Cette solidarité peut se manifester autant par un mandat de défense, une mission d’observation, ou la mise en lumière des attaques subies par les défenseurs des droits et des libertés. Chaque action de notre part est portée à sa juste valeur par les avocats et les avocates dont le combat pourra se poursuivre car il sera dit, entendu et connu.
A cet égard, je remercie la Conférence du jeune barreau d’organiser une grande conférence, le 5 novembre prochain, en présence de Mme Shirin Ebadi, avocate et ancienne magistrate qui milite depuis plusieurs décennies pour la défense des droits fondamentaux et, en particulier, des droits des femmes en Iran.
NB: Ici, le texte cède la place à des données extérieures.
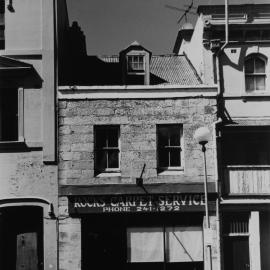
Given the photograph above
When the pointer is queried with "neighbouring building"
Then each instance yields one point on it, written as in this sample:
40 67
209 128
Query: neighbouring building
28 170
130 173
240 66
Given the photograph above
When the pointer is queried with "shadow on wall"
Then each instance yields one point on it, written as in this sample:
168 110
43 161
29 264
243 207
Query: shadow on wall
77 68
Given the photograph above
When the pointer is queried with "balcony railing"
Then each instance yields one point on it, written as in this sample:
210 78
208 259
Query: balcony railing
247 180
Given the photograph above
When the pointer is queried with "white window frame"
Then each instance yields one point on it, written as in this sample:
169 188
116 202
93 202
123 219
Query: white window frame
20 117
180 147
254 74
98 171
132 70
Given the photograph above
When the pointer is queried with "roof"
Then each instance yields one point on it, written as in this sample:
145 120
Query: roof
107 71
167 69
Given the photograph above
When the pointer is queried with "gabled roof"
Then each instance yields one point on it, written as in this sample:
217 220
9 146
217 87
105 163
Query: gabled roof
167 69
16 72
7 63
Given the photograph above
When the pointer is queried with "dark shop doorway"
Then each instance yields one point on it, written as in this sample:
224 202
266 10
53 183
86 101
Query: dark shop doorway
21 234
142 242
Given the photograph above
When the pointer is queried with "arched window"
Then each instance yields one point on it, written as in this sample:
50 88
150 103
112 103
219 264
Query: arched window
255 73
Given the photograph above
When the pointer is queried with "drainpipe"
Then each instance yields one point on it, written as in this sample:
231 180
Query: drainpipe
217 189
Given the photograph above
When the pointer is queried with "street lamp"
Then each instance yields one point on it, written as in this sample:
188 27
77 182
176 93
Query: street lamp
202 136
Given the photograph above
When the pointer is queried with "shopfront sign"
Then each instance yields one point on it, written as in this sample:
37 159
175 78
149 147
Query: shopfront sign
137 203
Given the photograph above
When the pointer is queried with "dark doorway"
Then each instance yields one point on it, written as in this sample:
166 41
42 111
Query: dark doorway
236 253
21 234
107 244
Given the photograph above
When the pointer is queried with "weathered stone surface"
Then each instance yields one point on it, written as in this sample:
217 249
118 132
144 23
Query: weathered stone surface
137 120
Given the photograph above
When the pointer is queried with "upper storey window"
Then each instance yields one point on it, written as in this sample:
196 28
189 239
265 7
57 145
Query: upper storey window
2 24
255 73
135 63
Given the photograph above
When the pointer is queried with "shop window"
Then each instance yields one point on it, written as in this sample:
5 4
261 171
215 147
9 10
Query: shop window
2 24
106 149
236 241
169 147
247 146
255 73
135 63
9 124
181 245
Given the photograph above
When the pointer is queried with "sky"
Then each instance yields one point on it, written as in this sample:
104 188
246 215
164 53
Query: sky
111 25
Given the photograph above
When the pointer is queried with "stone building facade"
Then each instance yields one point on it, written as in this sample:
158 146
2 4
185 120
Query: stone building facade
237 59
116 183
28 156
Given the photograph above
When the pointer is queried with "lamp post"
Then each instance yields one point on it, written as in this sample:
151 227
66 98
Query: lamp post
202 136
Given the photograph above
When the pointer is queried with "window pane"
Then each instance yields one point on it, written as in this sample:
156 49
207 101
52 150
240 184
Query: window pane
9 114
101 160
112 137
113 159
162 137
259 65
175 160
175 136
250 83
145 245
185 244
260 82
100 138
163 157
249 66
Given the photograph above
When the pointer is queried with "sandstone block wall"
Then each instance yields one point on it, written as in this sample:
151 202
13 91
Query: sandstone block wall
138 139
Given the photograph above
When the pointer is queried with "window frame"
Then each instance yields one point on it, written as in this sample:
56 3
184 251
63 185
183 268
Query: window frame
20 116
131 69
2 24
255 74
98 169
180 147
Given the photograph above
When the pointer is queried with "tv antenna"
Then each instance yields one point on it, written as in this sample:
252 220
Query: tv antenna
189 10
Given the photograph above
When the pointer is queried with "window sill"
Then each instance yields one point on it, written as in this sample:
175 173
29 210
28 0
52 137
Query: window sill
12 145
246 166
256 94
108 174
176 171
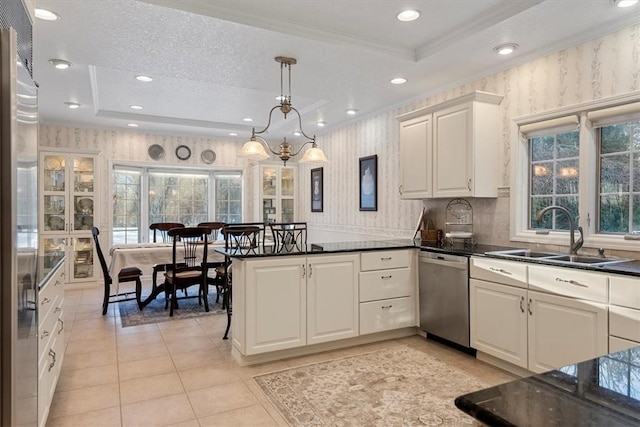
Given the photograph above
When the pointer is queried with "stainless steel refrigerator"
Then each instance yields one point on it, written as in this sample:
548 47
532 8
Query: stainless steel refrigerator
18 237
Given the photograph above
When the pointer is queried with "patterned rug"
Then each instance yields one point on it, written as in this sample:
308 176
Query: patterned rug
130 315
399 386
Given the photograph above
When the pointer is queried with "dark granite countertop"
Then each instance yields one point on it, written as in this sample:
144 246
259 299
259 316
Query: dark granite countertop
319 248
600 392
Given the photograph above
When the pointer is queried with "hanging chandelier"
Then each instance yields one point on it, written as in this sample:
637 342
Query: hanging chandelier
255 150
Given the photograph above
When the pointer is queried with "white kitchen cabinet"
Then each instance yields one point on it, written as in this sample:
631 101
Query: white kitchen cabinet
50 338
275 304
67 206
275 192
332 297
451 149
416 148
536 330
564 330
499 321
388 290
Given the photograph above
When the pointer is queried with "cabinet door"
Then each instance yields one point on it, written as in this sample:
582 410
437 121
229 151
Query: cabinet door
275 305
415 158
452 147
499 321
564 331
332 298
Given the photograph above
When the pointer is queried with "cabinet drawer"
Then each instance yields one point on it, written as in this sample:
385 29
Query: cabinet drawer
380 260
624 322
385 315
624 291
385 284
499 271
569 282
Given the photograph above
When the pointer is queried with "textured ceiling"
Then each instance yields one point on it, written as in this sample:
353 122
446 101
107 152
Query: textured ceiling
213 61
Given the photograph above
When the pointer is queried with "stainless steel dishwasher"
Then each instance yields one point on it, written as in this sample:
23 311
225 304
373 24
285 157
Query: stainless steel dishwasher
444 296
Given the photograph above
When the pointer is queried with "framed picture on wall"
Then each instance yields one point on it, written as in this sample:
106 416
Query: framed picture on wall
369 183
317 190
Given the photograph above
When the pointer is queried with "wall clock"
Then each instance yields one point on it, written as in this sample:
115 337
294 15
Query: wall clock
183 152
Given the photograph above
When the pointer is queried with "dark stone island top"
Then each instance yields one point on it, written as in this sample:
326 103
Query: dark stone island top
600 392
318 248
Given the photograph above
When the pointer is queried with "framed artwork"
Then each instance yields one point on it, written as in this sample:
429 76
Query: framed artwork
369 183
317 190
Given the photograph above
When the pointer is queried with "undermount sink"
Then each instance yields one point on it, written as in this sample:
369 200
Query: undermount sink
552 257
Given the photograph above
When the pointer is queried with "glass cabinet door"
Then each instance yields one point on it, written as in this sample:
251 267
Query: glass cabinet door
269 182
82 256
286 179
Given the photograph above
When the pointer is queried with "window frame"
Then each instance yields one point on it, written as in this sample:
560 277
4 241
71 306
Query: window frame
588 179
145 168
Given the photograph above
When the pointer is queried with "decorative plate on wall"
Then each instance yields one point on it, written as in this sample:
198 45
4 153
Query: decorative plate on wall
156 152
208 156
183 152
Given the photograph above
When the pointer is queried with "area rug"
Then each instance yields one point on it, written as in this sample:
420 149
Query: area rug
398 386
130 315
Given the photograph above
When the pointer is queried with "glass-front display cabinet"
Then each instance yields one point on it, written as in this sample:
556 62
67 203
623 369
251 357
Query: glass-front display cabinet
68 212
276 192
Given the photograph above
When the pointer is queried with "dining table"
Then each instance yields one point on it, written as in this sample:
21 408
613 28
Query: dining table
146 255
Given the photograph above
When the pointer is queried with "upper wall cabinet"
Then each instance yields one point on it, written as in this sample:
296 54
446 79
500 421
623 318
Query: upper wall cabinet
451 149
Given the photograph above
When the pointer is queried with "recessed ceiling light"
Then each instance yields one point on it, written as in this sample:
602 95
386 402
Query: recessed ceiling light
60 64
505 49
46 15
408 15
625 3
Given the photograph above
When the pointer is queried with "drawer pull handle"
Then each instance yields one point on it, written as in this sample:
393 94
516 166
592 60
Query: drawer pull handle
53 355
571 282
500 270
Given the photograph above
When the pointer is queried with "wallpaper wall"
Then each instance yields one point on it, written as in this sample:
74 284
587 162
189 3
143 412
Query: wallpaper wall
597 69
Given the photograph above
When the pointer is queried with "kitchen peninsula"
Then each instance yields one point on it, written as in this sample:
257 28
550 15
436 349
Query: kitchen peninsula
294 301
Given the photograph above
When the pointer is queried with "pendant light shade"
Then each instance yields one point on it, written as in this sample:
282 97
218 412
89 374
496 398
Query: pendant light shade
257 150
253 150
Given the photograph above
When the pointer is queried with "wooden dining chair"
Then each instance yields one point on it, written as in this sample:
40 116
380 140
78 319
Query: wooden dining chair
244 237
290 236
218 282
188 266
127 274
161 234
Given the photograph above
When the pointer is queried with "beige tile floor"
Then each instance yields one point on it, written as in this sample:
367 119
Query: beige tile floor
179 372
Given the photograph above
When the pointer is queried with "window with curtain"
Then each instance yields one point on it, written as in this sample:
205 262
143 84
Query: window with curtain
554 154
142 196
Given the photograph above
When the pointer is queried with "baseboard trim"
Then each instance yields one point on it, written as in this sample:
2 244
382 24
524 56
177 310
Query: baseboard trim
319 348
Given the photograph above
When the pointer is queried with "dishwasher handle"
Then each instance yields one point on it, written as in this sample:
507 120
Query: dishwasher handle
451 261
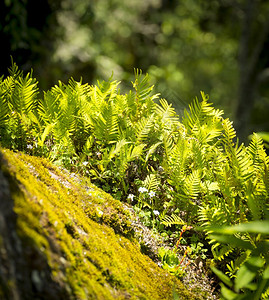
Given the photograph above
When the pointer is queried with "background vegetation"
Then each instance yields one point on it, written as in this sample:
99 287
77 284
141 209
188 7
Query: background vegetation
219 46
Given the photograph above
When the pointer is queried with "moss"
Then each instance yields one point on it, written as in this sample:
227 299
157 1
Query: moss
83 234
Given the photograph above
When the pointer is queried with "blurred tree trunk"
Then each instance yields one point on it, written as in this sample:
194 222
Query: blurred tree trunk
254 35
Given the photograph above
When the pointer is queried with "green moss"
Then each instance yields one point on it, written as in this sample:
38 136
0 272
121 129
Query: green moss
84 234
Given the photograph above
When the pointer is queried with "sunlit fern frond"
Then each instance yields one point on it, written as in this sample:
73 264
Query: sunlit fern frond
167 114
174 219
151 182
141 86
143 127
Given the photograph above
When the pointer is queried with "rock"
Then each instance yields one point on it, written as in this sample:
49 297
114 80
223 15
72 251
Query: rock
55 243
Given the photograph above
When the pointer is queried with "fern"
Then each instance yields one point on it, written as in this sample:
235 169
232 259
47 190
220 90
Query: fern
172 220
151 182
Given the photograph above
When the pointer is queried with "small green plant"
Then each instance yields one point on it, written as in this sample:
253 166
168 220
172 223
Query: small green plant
171 261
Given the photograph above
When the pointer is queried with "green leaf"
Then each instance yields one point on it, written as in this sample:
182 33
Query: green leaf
222 276
261 227
227 293
232 240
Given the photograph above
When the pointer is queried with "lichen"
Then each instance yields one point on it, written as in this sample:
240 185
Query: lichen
85 235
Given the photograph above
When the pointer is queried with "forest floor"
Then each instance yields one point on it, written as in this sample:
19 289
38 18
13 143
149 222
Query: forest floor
196 278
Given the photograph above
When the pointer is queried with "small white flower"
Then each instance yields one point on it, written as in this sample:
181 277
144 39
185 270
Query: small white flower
152 194
131 197
99 212
142 190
Mme Shirin Ebadi est lauréate du Prix Nobel de la Paix.
Cette conférence sera également l’occasion d’entendre Mme Bahareh Akrami, dite Baboo, dessinatrice renommée qui viendra nous raconter comment le Mouvement « Femme, vie, liberté », à la suite du meurtre, le 16 septembre 2022, de la jeune iranienne Mahsa Amini, a bousculé l’Iran et la diaspora iranienne depuis 2022.
Participer et soutenir ce genre d’évènements contribue aussi à la défense des droits fondamentaux.
J’espère vous voir nombreux le 5 novembre prochain.